O vídeo que reproduzo em seguida é chamado de Jornalista da Folha.

Nele, uma prostituta oferece três furos ao cliente e se sente profundamente ofendida quando é confundida com uma jornalista da Folha.

O vídeo é inqualificável como violento ataque ao exercício jornalístico e à liberdade de imprensa, mas precisa ser visto por aqueles em quem ainda resta algum bom senso.

Nesta quarta-feira (19), a Folha de S. Paulo completa 99 anos.

Nesta terça-feira (18) à noite, o jornal iniciou as comemorações do seu centenário com a exibição, num cinema paulistano, de Cidadão Kane, de Orson Welles.

Um debate ressaltou os méritos do filme e a sua atualidade.

Horas antes, a edição online da Folha mancheteava:

Bolsonaro insulta repórter da Folha com insinuação sexual

A matéria referia-se à entrevista que o presidente dera pouco antes na frente do Palácio da Alvorada.

Sua fala continha um ataque inaceitável à repórter Patrícia Campos Mello.

O dia foi de duras reações ao que Bolsonaro disse.

Alguém classificou (muito bem) como repugnante.

Mais tarde, num necessário e contundente editorial, a Folha de S. Paulo afirmou que o presidente “faz carga contra o edifício institucional da democracia brasileira”.

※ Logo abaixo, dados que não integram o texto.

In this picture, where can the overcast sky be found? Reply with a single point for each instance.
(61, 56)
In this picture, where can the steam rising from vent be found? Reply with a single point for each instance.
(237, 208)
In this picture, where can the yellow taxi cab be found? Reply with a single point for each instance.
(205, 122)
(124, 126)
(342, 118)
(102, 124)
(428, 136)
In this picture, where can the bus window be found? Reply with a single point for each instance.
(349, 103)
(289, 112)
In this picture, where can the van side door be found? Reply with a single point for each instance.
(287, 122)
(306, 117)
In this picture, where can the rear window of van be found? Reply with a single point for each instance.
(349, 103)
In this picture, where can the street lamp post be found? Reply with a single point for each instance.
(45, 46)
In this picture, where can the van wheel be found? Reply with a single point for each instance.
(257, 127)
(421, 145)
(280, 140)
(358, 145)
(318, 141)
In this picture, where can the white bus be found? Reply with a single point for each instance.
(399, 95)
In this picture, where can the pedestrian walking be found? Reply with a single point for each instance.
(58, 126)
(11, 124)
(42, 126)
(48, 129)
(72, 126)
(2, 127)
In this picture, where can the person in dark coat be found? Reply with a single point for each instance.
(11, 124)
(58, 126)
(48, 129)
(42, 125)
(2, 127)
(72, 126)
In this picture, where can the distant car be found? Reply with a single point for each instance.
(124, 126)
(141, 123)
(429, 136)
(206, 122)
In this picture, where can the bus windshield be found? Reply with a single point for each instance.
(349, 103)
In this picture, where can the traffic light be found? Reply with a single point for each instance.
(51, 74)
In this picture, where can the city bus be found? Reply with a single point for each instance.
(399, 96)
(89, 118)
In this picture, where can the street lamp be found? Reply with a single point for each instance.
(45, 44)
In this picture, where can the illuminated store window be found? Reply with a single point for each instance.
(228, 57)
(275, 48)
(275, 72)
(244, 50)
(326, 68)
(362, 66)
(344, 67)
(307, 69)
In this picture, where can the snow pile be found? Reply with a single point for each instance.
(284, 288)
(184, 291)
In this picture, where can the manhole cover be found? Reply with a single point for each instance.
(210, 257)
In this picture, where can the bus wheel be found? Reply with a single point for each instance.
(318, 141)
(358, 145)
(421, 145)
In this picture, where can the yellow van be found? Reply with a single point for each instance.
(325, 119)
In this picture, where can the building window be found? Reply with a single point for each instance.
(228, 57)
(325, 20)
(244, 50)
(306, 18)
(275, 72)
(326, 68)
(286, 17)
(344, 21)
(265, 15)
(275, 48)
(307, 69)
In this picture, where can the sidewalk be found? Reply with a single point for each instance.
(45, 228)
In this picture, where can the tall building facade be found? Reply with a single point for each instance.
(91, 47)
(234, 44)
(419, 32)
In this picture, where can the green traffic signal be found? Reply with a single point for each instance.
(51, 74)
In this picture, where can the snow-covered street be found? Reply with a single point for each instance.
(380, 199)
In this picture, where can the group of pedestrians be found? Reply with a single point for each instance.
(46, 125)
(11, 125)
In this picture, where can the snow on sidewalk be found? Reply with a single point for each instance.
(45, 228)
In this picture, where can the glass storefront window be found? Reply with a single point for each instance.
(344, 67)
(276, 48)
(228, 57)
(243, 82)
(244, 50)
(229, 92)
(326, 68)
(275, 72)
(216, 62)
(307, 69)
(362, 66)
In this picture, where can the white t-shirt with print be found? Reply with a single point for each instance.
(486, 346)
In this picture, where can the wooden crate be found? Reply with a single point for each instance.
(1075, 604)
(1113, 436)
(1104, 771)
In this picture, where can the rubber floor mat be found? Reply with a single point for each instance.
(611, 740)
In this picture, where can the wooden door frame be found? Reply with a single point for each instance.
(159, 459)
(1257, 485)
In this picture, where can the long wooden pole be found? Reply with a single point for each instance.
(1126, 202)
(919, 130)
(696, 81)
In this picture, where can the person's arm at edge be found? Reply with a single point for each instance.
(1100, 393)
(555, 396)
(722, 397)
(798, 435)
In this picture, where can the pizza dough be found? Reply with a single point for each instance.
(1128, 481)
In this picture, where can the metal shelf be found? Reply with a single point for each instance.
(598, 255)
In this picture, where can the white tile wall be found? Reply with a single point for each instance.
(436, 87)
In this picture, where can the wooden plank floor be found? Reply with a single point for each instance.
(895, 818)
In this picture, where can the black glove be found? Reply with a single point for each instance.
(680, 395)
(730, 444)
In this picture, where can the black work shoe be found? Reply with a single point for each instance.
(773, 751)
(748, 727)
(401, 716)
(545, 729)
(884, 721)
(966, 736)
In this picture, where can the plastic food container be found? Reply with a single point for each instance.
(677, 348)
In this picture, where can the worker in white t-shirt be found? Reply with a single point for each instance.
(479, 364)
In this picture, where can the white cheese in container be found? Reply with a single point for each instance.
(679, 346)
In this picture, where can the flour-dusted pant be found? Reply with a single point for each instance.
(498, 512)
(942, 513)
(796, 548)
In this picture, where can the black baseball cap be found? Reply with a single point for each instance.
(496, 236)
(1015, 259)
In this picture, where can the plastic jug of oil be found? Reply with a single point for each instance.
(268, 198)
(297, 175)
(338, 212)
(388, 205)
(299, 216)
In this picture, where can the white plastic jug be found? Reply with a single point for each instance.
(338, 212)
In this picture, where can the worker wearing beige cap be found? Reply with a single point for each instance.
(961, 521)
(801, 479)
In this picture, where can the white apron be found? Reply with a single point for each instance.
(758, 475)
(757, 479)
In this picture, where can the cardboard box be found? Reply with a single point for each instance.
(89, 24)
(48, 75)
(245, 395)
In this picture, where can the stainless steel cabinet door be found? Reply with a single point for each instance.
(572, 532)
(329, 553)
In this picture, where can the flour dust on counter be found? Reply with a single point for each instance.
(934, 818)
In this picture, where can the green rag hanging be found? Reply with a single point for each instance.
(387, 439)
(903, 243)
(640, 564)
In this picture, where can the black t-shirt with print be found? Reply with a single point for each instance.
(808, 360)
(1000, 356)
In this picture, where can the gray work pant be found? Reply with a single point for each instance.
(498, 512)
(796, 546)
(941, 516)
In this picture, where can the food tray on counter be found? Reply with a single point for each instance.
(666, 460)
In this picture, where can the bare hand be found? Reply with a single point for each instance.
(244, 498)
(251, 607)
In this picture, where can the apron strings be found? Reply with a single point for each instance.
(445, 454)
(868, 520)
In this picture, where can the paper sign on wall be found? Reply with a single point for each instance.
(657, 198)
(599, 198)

E mais: que “o chefe de Estado comporta-se como chefe de bando. Seus jagunços avançam contra a reputação de quem se anteponha à aventura autoritária”.

O comportamento do presidente Jair Bolsonaro, frequentemente incompatível com o cargo que ocupa, é muitas vezes banalizado, tratado como algo perfeitamente aceitável.

Não é.

O insulto à repórter da Folha é pior e muito mais grave do que tudo o que já ouvimos dos homens que governaram o Brasil.

Ninguém vai conter o presidente?

As instituições democráticas estão funcionando em sua plenitude ou será que elas já começam a perder a função que de fato têm?

Há uma aventura autoritária em curso?

Não minimizemos o que está acontecendo.

É um momento grave da vida nacional e da democracia brasileira.